Among those making an impact is Dr Conn Yuen, director and founder of CO2nnsulting (pronounced "consulting"), a carbon-neutral-sustainability boutique consultancy, which advises on unique environmental, climate and energy projects.
Yuen's personal vision, as well as that of her company, is to revolutionise current practices in the architectural and construction fields to promote environmental considerations, reduce urban heat islands (metropolitan areas that are significantly warmer than their surrounding rural areas) and improve air ventilation through architecture and design. She advises government bodies and developers on sustainable master planning, renewable energy projects, air-ventilation assessments, corporate sustainability and climate-change services, and carbon audit and management.
"I was always interested in fluids and how things move," Yuen says. "When I came to Hong Kong, I was interested to see how buildings interacted to disperse the pollution and exhaust fumes through air movement. I started looking at the planning of Hong Kong and that's when I started helping the planning department to come up with outline zoning plans to improve the ventilation."
Some of the planning projects that Yuen has been involved in include air ventilation assessments in Shau Kei Wan, Kowloon Bay and Causeway Bay. She has also been involved in town planning and architectural projects such as the Tung Chung 37 Residential Project and the Marriot Courtyard Hotel in Sha Tin.
While Yuen's business is making positive contributions to the environment, she is humble when asked if she feels she is making a difference.
"I don't think about it like that," she says. "I do it because it's interesting, and I feel fortunate I can find some use for my interests and apply them to something tangible. That excites me a lot. We're all just trying to do our bit."
Yuen was educated in Britain and boasts a successful career as a thermofluids specialist working for industry heavyweights such as Rolls Royce, Alstom Power gas turbines and Dyson cyclonic vacuum cleaners.
Perhaps it was her time at Dyson that offered a hint of her life's calling. "When I was working at Dyson, it was a very small company at the time and no one had heard of them," she says. "I worked in the R&D department, which was only me really, and I spent all day testing the [vacuum] cleaner and measuring its performance. The design involved a cyclone and I realised that what happens in household things can operate on a bigger scale."
She explains that this insight helped to build her knowledge about flow and movement, which defined her later career. "I realised that if flow can work in a vacuum cleaner and in buildings, then buildings are a lot more tangible and you can really make a change. The time to make a change is also so much shorter, so I moved into the building industry," she says.

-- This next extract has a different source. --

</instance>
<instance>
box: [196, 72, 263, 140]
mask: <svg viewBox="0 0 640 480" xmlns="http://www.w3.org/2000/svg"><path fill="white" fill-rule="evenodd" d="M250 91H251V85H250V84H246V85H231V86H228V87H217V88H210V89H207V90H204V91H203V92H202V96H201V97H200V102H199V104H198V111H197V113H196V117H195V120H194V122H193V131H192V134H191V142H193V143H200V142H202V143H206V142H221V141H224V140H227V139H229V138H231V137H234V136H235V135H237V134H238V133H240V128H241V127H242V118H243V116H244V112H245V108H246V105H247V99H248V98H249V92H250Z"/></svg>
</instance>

Yuen's scientific obsession with the study of flow eventually saw her going back to university to study thermofluids at Imperial College London. "My research then was to catalogue images of dots and flows in helicopter engines, then analyse how big the recirculation zone was," she says. "I really loved looking at science. If it doesn't work, you try and figure it out. You get cuts and bruises but eventually it works. It's just really fun. I started thinking, 'Wow, I really like doing this.'"

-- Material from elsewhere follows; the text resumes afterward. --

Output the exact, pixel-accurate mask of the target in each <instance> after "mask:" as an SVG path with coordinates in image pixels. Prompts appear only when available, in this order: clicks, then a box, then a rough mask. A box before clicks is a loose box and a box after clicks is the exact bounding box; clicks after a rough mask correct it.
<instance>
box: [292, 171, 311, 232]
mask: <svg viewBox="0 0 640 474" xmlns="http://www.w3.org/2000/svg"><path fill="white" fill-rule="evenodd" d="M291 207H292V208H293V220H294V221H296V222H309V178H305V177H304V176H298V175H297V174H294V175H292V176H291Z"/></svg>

Her passion led to two research offers: one to work with cars, the other with turbines. Naturally, she chose turbines. While her research and academic success would be the envy of many, finding a job after finishing her doctorate proved no easy task.
"Some of the obstacles I faced included HR trying to match keywords in my résumé to job descriptions, rather than looking at the whole," she says. "I wrote hundreds of letters and spent so much on stamps. It was expensive back then."
Eventually Yuen got her break when a fellow aeronautical engineer saw her résumé and knew what she could do. Since then, Yuen has been involved in international architectural projects including the Vattanac Capital Tower in Cambodia, the Satra Tax Plaza in Vietnam and the Brooklyn Bridge Park in New York.
Yuen says her favourite projects so far have been the ones that have had more of an environmental impact than a visual one. Her long-term vision, however, is not just about air quality.
"I want to create a low-carbon city. I'd like to lower our emissions, energy and water use, and I'm not talking about building carbon-negative cities. You have to do it in steps," she says. "It starts with the little things, for example, like not dropping rubbish on beaches. I've seen progress in Hong Kong since 2005 when I first came. At least people now have an awareness."